Em Praia Grande, um idoso de 80 anos faleceu no dia 17 de maio. A administração municipal informou que, após a notificação da suspeita, equipes da Divisão de Saúde Ambiental realizaram o bloqueio de criadouros e nebulização no local do óbito e em nove quarteirões ao redor.

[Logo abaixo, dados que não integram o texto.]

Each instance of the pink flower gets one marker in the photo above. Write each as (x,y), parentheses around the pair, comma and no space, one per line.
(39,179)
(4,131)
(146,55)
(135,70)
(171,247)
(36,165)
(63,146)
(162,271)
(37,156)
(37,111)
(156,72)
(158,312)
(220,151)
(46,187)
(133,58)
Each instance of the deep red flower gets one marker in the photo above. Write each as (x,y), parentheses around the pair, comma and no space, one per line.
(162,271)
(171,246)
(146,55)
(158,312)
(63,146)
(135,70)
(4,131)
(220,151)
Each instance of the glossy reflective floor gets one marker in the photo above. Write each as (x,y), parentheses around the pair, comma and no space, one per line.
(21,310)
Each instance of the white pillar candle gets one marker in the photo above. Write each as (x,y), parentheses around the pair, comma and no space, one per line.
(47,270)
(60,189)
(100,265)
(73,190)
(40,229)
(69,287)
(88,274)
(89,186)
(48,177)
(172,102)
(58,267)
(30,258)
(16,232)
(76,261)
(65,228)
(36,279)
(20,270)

Já em São Vicente, um homem de 33 anos morreu no dia 29 de março no Hospital Ana Costa de Santos. A vítima não apresentava comorbidades. A prefeitura informou que um óbito pelo agravo da doença está sob investigação.
A primeira morte por dengue na região em 2025 ocorreu em Peruíbe, em janeiro. A vítima, um idoso de 92 anos com múltiplas comorbidades, foi atendida na Unidade de Pronto Atendimento (UPA) da cidade e transferida para o Hospital Emílio Ribas, em Santos, onde faleceu. A confirmação da causa da morte como dengue ocorreu em 21 de fevereiro.
O Painel de Arboviroses indica que a Baixada Santista já contabiliza 6.633 casos confirmados de dengue em 2025, além de 8.364 em investigação.
A vacinação contra a dengue é realizada em duas doses, com intervalo de três meses entre elas. Para se vacinar, é necessário comparecer a uma Unidade Básica de Saúde (UBS) com documento de identidade, caderneta de vacinação e comprovante de residência ou escolar. Em caso de infecção após a primeira dose, a segunda deve ser aplicada conforme o calendário, respeitando um intervalo mínimo de 30 dias entre a doença e a segunda aplicação.
Os sintomas da dengue incluem febre alta, dor atrás dos olhos, dores no corpo, músculos e articulações, manchas avermelhadas na pele e coceira, além de náuseas.